Sweetcorn ice cream – it’s one of those things whose mere taste is completely, uniquely Southeast Asian. I remember how we’d go to either Singapore or Malaysia and find tubs of the stuff in the freezer section of our local Cold Storage; it would be there, sitting with other equally regional, equally unique flavors – durian, jackfruit, and even mangosteen.
There is just something wonderful about this vividly yellow frozen treat that screams “Summer!” like no other. When I was a wee kid, during those happy halcyon days before life at school pretty much ruined everything for me, we’d have a half-gallon of Magnolia sweetcorn ice in the freezer during the summer.
There was just something about the rich, buttery-tasting cream – a taste akin most closely to present-day kettle corn with its sweet-salty character – studded with whole corn kernels that made this particular frozen dessert stand out against more common flavors like chocolate, vanilla, and that overly-sweet, weak-in-the-wrist dross that is what passes for mocha-flavored ice cream in this part of the world.

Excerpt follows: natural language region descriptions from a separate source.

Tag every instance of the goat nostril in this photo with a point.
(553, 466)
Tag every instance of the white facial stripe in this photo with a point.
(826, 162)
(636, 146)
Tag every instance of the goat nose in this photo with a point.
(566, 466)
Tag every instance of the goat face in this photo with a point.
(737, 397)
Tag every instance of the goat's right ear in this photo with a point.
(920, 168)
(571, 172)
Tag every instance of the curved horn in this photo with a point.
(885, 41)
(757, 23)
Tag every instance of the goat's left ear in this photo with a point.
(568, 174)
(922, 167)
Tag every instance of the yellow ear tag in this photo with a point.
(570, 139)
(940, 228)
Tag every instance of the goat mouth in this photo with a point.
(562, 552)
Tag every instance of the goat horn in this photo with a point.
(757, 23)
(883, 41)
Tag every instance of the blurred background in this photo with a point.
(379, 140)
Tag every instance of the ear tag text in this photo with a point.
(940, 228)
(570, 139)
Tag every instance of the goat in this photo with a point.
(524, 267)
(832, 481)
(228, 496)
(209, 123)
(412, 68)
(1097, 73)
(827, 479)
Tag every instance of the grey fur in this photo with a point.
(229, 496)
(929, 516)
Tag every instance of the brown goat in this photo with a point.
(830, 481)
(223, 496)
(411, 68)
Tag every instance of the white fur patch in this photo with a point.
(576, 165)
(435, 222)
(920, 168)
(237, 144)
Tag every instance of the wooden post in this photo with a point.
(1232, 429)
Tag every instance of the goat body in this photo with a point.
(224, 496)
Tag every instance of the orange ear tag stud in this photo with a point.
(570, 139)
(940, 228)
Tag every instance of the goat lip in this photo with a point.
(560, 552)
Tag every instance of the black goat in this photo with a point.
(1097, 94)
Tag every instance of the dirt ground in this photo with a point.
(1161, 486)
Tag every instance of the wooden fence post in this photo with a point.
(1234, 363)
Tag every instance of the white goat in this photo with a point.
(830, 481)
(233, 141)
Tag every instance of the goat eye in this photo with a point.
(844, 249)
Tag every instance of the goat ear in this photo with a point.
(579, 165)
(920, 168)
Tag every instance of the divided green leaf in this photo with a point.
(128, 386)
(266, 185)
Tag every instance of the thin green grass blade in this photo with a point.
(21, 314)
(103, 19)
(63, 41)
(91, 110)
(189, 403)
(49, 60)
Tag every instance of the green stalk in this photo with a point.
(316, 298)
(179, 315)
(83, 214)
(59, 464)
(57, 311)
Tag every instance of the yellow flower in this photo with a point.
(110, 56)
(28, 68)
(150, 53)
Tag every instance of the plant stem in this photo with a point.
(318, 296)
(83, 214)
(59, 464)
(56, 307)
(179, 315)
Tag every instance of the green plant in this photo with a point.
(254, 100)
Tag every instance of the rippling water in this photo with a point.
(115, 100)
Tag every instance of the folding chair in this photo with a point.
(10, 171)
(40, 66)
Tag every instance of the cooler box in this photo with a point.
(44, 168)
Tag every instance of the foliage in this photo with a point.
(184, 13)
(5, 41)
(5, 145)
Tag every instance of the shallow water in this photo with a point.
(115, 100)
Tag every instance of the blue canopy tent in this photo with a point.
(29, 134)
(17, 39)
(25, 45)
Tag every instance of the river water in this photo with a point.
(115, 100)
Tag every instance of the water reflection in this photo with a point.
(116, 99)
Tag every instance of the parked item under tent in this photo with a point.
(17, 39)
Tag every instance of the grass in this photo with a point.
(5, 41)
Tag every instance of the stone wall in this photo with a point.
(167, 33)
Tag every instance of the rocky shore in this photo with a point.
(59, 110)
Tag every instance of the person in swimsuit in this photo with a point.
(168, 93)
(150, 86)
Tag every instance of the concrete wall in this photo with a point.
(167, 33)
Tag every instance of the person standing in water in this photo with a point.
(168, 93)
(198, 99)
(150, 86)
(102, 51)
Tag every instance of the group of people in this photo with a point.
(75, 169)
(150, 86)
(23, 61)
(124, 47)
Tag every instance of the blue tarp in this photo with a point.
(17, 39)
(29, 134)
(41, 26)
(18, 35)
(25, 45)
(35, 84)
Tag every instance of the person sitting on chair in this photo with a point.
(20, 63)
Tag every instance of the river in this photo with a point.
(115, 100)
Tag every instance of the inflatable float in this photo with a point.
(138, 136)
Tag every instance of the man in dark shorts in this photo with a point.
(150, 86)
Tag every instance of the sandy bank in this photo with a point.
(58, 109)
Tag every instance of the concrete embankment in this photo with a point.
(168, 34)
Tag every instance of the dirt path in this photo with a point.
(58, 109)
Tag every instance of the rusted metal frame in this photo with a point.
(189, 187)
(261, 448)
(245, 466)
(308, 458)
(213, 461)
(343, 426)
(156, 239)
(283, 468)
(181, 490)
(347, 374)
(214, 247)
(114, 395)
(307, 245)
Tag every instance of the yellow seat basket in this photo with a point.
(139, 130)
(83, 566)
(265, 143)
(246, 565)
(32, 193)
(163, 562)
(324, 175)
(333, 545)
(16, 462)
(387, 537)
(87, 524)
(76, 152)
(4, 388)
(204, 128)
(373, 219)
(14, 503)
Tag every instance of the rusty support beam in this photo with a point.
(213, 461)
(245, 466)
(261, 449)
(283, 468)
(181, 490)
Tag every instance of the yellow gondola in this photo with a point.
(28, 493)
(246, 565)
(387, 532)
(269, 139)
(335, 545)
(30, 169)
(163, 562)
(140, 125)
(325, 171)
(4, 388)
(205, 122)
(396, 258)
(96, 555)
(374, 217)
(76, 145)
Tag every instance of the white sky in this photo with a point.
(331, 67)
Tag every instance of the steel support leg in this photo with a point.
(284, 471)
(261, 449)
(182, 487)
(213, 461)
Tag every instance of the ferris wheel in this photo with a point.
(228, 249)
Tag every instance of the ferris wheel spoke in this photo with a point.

Your local sorbetero (ice cream vendor, the man with the pushcart and bell) could either heap the stuff in a plain waffle cone, a smooth-surfaced sugar cone, or even – and this remains one of the best ways to eat in in my personal opinion – chuck scoops of it into a split sweet bun.
Today, Magnolia is still the brand of choice in our household, though Arce Dairy also makes quite a tasty version. (Not enough corn kernels, though.) I don’t need a bun with which to enjoy my sweetcorn ice. All I need to do is lump a couple scoops into a small bowl, curl up on the living room couch with David Nicholls’s Starter for Ten (my current reading material of choice, though I’ve seen the flick), and taste that golden, slightly vegetal, buttery sweetness whilst listening to the hum of cicadas just outside the house – and then I’d know that summer’s arrived, at last.